- 15
- September
2011
Where do you go, when you're a registered sex offender and you've done your time behind bars?
Being convicted of a sex offense has many possible consequences. Jail or prison is only one of them. There is also the possible impact on employment and housing opportunities.
The housing problem is becoming more and more challenging. Many municipalities have ordinances restricting where people on the sex offender registry can live. In Portland, in particular, the effective of the restrictive ordinances often seems like a modern-day form of exile.
And there's the problem of homelessness. If you are on the sex offender registry, you are required to notify law enforcement officials of your address. But how do you do that if you are homeless?
The number of registered sex offenders in Oregon is, in round numbers, 18,000. A substantial segment of that group is homeless, though no one knows exactly how many.

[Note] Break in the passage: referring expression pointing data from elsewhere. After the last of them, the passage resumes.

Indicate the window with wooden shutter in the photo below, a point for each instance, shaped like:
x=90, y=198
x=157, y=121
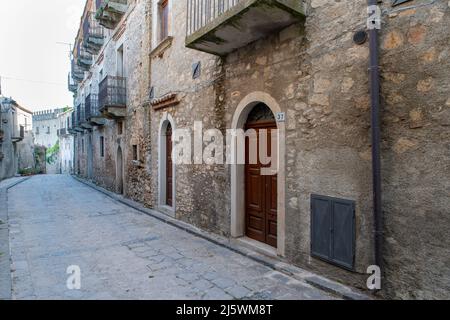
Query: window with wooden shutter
x=333, y=230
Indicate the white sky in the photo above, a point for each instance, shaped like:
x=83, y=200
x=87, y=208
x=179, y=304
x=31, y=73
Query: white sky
x=29, y=32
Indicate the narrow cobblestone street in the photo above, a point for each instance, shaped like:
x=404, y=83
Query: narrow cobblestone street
x=56, y=221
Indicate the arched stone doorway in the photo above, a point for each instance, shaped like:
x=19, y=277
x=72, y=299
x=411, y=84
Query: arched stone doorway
x=166, y=166
x=119, y=171
x=272, y=199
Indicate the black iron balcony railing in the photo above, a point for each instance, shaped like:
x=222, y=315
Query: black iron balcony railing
x=77, y=73
x=91, y=106
x=112, y=92
x=92, y=33
x=80, y=115
x=109, y=12
x=71, y=85
x=202, y=12
x=223, y=26
x=84, y=59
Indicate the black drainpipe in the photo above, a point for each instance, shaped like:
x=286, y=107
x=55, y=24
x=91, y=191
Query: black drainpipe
x=376, y=161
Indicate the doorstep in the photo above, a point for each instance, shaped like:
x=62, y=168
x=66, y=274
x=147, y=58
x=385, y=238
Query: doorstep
x=243, y=246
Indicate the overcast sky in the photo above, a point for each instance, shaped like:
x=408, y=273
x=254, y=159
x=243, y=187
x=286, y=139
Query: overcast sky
x=33, y=66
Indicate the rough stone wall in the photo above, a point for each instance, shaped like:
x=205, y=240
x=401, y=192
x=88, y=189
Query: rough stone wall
x=415, y=64
x=7, y=148
x=137, y=128
x=199, y=189
x=25, y=152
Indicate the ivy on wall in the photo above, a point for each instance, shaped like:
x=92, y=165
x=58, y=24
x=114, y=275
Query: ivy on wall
x=52, y=153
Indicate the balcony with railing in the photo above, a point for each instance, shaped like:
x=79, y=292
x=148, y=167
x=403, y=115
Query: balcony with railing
x=62, y=132
x=93, y=115
x=110, y=12
x=71, y=123
x=223, y=26
x=71, y=85
x=112, y=97
x=93, y=35
x=76, y=73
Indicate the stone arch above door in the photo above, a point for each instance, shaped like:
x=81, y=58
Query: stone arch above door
x=237, y=171
x=162, y=153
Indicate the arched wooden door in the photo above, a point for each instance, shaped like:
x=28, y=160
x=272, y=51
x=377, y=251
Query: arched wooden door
x=169, y=167
x=261, y=194
x=119, y=170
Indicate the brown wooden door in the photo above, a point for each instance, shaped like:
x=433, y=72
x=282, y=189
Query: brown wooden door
x=260, y=194
x=169, y=166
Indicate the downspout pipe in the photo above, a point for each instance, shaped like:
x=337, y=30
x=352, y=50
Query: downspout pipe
x=374, y=70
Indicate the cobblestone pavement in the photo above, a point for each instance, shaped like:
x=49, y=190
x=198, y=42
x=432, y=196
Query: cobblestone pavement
x=56, y=222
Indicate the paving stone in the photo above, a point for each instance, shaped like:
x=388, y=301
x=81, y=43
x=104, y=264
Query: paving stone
x=238, y=292
x=125, y=255
x=224, y=283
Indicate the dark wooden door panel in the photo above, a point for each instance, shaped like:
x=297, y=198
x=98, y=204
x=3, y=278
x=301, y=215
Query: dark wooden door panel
x=169, y=167
x=261, y=197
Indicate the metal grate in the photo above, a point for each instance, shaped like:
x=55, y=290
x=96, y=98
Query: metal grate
x=202, y=12
x=112, y=92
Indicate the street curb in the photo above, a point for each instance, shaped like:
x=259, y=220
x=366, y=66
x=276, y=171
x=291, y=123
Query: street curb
x=277, y=264
x=5, y=257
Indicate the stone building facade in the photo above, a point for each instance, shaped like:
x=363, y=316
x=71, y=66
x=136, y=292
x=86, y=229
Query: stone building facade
x=16, y=138
x=294, y=64
x=66, y=142
x=46, y=129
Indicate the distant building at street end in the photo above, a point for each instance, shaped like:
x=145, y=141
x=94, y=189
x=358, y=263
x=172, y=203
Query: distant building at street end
x=45, y=129
x=16, y=139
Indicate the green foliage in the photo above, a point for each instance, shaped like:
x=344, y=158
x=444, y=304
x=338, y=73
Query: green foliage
x=52, y=153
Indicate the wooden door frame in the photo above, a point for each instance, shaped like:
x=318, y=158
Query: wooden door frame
x=120, y=178
x=238, y=170
x=162, y=153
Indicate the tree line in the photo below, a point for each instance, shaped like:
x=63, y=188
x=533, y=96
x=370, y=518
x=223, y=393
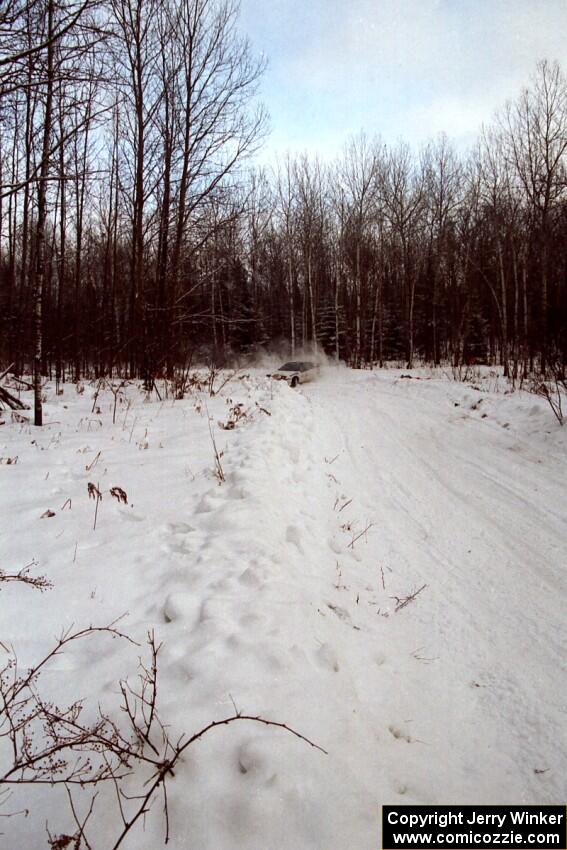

The Oregonian recently profiled one such homeless ex-offender, a 51-year-old man named Robert Corry. He sleeps in a battered 1985 vehicle on a lot in Salem near a cluster of Marion County buildings that include the jail and community supervision offices. He previously parked amid the RVs at a Wal-Mart.
The manager of the Oregon sex offender registry, Vi Beaty, says tracking homeless sex offenders is a national problem. "Nobody really has a good answer for it," Beaty said. "We have people registered under bridges. If they sleep in a parking lot or rest area it would not surprise me."
Corry served six years in prison for sex abuse before he was released in 2009.